En katı kuralım, iyi bir senaryo. Ben her rolü oynarım. Oyuncu olmak istiyorsam, böyle olmalı. Katı kurallarım olamaz. Aşk çekiyorsan, onu yaşamalısın. Ben yalancı tokata bile karşıyım. Ben sinemaya baş koydum. Ama oraya ulaşmak çok kolay değil. Şu anda ısınma turları atacağım. .
- Oyuncu olmaya nasıl karar verdin, onca yıl uzak kaldıktan sonra?
Babam Türkiye’nin en iyi tiyatro oyuncularından biri. Armut istemese de dibine düştü. Babamın bu kadar iyi bir oyuncu olması üzerimde bir baskı oluşturdu ve korktum açıkcası. İnsanın kendine güveni gelinceye kadar, ‘Ben bu işi yaparım’ demesi gerçekten güç.

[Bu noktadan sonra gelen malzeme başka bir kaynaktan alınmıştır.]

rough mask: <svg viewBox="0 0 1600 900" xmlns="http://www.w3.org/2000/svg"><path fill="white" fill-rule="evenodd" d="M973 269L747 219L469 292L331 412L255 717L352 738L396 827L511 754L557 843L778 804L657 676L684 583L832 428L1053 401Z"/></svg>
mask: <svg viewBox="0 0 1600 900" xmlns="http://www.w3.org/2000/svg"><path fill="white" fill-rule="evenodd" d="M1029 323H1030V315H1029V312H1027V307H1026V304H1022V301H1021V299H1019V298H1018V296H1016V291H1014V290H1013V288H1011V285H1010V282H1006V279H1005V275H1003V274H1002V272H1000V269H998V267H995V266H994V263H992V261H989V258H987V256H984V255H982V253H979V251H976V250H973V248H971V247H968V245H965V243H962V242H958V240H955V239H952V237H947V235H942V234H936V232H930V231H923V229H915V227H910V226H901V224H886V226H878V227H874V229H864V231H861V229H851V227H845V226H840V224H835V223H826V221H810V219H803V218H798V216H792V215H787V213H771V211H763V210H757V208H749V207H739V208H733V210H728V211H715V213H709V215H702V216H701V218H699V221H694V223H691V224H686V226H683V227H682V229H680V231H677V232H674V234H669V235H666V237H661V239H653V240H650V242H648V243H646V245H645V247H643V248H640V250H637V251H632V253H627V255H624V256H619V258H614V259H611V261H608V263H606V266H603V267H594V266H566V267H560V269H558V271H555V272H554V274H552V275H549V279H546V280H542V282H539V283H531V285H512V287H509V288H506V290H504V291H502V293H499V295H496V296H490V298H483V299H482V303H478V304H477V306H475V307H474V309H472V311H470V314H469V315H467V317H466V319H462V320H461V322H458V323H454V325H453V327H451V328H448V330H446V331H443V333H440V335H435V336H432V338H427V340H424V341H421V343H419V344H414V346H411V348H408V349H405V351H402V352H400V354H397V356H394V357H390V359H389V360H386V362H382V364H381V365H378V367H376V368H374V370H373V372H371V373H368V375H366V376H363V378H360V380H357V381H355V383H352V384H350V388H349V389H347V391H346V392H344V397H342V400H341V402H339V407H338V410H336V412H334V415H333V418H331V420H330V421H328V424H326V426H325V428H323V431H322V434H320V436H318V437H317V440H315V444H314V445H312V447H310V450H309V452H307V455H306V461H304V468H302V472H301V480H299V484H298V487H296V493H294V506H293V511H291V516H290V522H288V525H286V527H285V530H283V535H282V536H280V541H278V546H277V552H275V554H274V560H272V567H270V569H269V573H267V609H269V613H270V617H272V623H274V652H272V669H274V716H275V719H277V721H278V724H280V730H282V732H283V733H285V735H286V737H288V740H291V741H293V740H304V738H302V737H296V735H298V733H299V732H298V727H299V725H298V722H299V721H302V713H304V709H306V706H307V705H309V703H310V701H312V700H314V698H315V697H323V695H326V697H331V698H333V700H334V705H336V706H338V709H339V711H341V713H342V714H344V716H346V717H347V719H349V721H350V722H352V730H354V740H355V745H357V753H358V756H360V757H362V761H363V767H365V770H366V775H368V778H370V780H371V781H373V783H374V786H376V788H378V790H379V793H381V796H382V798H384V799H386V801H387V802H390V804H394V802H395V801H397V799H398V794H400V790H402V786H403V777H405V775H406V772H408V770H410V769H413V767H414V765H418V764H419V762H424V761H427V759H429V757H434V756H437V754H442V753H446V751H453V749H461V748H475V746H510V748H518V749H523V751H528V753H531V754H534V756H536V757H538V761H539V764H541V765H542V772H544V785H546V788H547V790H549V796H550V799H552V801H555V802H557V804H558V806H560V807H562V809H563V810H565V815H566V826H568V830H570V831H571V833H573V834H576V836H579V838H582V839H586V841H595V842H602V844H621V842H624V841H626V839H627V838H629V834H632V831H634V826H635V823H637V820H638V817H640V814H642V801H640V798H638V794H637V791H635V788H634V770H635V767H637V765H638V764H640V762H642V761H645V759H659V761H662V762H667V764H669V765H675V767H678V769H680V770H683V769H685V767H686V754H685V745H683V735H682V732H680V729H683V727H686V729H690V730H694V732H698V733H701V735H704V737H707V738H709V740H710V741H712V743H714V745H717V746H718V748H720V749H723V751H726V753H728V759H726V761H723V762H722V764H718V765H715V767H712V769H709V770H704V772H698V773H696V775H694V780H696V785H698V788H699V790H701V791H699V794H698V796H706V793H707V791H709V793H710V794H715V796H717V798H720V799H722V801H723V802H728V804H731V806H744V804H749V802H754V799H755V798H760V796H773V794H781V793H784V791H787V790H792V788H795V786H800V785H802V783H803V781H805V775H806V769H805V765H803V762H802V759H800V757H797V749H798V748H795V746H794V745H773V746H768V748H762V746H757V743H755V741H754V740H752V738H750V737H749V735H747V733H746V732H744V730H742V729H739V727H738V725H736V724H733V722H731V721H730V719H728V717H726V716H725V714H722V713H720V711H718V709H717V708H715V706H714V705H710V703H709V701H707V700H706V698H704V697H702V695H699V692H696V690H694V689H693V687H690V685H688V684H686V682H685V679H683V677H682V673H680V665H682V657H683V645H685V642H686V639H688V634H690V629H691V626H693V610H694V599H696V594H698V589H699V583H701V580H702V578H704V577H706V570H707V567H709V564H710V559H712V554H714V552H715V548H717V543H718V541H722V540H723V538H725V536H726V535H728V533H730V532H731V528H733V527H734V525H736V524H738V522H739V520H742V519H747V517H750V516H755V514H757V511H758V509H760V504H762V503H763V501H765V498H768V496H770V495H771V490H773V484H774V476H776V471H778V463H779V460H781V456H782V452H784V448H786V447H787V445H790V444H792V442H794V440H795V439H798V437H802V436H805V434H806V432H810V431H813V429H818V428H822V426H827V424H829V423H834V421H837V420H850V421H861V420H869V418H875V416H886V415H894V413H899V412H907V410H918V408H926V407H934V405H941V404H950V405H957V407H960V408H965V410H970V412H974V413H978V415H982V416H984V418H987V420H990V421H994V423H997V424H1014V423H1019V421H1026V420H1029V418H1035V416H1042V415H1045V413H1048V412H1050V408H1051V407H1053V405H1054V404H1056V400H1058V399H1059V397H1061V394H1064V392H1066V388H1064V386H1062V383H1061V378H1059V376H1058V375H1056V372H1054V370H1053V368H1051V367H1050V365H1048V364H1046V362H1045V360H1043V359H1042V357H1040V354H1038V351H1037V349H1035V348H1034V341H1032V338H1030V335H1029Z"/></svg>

- Bir çok oyuncunun idealinde yurtdışına gitmek vardır. Sen ise Türkiye’ye geldin. Neden?
Los Angeles’daydım. Orası köpek balığı havuzu. Ülkemde şansım çok daha yüksekti. Karar aşamasında Kampüsistan’dan teklif geldi. Gerçek olan hazır bir projeye ‘evet’ dedim.
Yağmur’u da yanlış anladılar
- Cihan Ünal’ın kızı diye anılmak, seni yaralayan durumlardan mıydı?
Babam beni hep korumaya çalıştı. Türkiye’ye dönmemi bunlardan dolayı istemedi. Yağmur’un yaşadıklarını da biliyordu. Beni uzak tutup korumak istedi. Yağmur da çok yanlış anlaşıldı. Onlar da çok üzüldüler. Ama insanın yaşayacaklarını engelleyemiyorsunuz. Ben kendimi koruyacak yaşta olduğuma inandığım zaman Türkiye’ye döndüm.
-Yağmur’la aran nasıl, görüşebiliyor musunuz?
Görüşüyoruz ama çok fazla değil. Ama kardeşimle çok güzel bir ilişkim var. Ne zaman istersem biliyorum ki, en yakınımdaki insan ve dertleşebilirim. Bu çok güzel bir duygu. Ama ikimizin de çevreleri çok farklı. Onun varlığını bilmek bile beni mutlu ediyor.